Ecuador President Noboa Imposes Nightly Curfew in Four Provinces Amid Expanded U.S. Security Cooperation
President Daniel Noboa announced a nightly curfew affecting four provinces of Ecuador from March 15 to 31, part of an intensified phase of military and police operations aimed at organized crime. The temporary restriction, and pledges of new equipment and institutional support, follow meetings in Quito with senior U. S. military leaders on enhancing joint operations against transnational criminal networks.
Ecuador curfew: scope, hours and local targets
The curfew will run from 11 p. m. to 5 a. m. in Guayas, Los Ríos, Santo Domingo de los Tsáchilas and El Oro, Interior Minister John Reimberg announced, noting the measure is intended to protect communities affected by drug trafficking, illegal mining and gang violence. The order applies during the two-week window from March 15 through March 31; Ecuador comprises 24 provinces in total.
At a ceremony in Quito for 328 newly commissioned police sub-lieutenants, Noboa framed the curfew as part of a broader national security strategy to restore order in neighborhoods hit by organized crime. He pledged additional weapons, technology and institutional support for security forces and said security units will concentrate efforts on areas tied to illicit mining and narcotics trafficking.
Interior Minister Reimberg emphasized the government’s posture, instructing residents to stay home during curfew hours and declaring, "We are at war. We are taking decisive steps in the fight against drug trafficking and criminal groups. " The administration did not immediately provide details on enforcement mechanisms or potential exemptions under the curfew, leaving operational questions about checkpoints, patrol numbers and legal exemptions unresolved for now.
U. S. Southern Command engagement and joint operations
The curfew announcement came days after Noboa met in Quito with Gen. Francis L. Donovan, head of the U. S. Southern Command, and Rear Adm. Mark A. Schafer to discuss expanded cooperation in security and joint operations. Government officials framed the talks as addressing stepped-up collaboration against transnational criminal networks that exploit regional routes for cocaine trafficking from neighboring countries to markets abroad.

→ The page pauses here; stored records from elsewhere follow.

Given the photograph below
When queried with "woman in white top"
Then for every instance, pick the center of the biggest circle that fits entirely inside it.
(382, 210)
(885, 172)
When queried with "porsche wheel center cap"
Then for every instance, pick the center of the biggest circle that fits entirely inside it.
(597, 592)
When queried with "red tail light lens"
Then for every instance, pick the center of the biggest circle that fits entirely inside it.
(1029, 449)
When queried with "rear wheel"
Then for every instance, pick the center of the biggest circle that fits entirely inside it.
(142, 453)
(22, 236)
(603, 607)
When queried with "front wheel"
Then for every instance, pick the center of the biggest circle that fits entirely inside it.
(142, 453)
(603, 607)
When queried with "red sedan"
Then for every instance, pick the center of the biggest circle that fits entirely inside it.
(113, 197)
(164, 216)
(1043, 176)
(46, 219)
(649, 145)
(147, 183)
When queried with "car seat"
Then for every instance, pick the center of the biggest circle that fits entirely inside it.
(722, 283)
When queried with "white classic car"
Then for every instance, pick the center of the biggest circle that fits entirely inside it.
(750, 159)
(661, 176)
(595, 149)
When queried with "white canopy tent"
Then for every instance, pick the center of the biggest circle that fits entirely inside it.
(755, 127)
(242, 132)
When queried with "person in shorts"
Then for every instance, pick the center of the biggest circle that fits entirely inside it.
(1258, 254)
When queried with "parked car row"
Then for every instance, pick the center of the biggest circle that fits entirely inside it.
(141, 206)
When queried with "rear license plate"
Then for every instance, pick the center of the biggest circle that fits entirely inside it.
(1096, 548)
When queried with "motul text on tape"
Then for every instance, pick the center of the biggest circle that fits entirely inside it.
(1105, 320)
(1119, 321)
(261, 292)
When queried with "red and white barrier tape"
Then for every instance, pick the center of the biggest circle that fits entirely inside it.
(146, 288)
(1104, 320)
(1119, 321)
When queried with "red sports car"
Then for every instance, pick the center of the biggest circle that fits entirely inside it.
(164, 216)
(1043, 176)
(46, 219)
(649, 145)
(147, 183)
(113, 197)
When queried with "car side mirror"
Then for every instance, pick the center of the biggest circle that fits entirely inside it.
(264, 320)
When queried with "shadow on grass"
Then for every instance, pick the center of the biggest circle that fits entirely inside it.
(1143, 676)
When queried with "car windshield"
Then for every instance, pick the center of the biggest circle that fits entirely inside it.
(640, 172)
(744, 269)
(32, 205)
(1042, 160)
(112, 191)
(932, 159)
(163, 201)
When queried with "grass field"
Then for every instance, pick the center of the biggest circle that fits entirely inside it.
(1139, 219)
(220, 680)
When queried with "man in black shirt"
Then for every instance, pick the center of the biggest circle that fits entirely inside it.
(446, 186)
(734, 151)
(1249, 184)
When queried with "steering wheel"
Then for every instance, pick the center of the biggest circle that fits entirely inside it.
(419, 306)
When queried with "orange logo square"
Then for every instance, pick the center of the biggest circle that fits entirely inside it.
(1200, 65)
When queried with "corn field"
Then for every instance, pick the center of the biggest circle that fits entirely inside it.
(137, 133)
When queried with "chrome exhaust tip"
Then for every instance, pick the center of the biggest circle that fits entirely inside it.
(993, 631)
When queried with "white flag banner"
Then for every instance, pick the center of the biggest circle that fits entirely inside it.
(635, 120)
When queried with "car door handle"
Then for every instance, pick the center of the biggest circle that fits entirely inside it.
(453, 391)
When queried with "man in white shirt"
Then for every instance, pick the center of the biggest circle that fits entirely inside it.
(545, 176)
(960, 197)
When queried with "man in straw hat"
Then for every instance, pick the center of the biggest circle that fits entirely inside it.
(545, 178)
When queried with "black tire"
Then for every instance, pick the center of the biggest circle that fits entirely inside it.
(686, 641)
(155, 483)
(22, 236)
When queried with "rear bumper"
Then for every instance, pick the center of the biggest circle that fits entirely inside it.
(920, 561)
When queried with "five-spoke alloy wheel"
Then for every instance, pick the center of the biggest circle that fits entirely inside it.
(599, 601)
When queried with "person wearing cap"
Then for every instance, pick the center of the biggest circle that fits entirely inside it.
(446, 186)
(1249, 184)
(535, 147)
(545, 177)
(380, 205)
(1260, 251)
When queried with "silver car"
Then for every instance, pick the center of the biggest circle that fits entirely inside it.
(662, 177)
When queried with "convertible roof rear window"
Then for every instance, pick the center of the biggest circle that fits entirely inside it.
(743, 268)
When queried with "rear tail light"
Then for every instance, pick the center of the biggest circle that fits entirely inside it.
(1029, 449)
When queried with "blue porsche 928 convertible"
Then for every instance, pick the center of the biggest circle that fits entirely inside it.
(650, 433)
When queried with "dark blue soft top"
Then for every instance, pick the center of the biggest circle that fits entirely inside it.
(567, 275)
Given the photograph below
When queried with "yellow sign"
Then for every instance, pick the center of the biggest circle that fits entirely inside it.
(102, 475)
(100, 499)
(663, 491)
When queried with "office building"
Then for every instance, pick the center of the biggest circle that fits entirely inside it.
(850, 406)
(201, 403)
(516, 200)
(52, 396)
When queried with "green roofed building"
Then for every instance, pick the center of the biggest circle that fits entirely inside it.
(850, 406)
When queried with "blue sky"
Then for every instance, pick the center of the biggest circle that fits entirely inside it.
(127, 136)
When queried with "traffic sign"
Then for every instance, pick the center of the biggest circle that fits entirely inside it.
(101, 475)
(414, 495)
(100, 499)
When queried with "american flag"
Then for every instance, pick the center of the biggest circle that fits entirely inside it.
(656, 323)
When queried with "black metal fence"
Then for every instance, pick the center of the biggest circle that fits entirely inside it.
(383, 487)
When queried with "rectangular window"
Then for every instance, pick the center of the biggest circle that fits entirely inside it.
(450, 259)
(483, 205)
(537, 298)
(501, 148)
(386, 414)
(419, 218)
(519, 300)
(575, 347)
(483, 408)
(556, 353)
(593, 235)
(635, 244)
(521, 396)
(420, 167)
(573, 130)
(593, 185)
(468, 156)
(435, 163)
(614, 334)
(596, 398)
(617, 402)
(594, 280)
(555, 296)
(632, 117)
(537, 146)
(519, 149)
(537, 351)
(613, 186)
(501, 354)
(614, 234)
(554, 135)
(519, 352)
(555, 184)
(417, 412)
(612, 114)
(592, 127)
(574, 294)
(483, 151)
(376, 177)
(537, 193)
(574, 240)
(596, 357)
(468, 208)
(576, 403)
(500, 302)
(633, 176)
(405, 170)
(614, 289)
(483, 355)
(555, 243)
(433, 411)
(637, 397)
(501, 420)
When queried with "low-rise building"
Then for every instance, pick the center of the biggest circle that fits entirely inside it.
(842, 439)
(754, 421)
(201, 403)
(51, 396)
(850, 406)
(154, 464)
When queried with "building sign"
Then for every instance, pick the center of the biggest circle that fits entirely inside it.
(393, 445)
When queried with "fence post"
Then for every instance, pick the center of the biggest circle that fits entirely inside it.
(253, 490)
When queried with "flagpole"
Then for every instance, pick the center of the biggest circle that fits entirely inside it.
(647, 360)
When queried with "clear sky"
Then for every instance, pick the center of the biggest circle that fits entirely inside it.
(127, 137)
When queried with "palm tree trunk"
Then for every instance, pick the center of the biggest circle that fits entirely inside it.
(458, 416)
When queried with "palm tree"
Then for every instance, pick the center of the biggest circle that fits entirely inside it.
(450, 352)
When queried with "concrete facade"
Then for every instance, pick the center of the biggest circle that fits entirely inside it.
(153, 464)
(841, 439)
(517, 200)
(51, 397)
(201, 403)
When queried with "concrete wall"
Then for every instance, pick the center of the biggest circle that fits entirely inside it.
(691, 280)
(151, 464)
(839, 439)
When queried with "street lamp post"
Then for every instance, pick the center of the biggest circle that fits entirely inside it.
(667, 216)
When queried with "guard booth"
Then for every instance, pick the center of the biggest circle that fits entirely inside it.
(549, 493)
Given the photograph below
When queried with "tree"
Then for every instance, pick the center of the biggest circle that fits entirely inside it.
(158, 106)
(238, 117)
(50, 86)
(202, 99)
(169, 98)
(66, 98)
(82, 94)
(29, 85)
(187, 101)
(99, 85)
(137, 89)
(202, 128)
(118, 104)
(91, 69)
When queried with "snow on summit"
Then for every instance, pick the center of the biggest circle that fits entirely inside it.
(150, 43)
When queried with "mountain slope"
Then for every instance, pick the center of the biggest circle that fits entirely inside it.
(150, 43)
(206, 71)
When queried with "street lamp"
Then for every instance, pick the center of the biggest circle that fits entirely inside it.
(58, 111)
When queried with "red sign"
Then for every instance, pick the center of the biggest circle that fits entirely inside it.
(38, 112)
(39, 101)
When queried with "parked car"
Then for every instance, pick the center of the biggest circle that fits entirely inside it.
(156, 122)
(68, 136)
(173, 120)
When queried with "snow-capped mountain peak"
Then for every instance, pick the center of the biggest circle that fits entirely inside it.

Officials have linked the surge in violence to rival gangs contesting control of drug routes and logistics corridors, particularly along the Pacific coast. What makes this notable is the convergence of a short-term domestic security measure—a nightly curfew—and explicit engagement with U. S. military leadership, signaling a coordinated, multi-layered response that pairs local law enforcement expansion with international operational support.
As part of the declared strategy, the president’s office said security forces will target zones associated with illegal mining and narcotics operations. The combined approach aims to disrupt the criminal groups’ control over trafficking corridors and logistics hubs, with the immediate effect of concentrating patrols and operations in the four named provinces during the curfew window. Long-term outcomes will depend on implementation details that the government has yet to specify.
The government’s actions reflect a clear cause-and-effect rationale: a rise in gang violence and drug-trafficking activity has prompted emergency measures intended to protect communities and reassert state control. Whether the curfew and enhanced cooperation with U. S. military leaders will materially reduce violence or dislodge organized criminal networks will hinge on enforcement strategy, resource deployment, and coordination between Ecuador’s police, military units and international partners.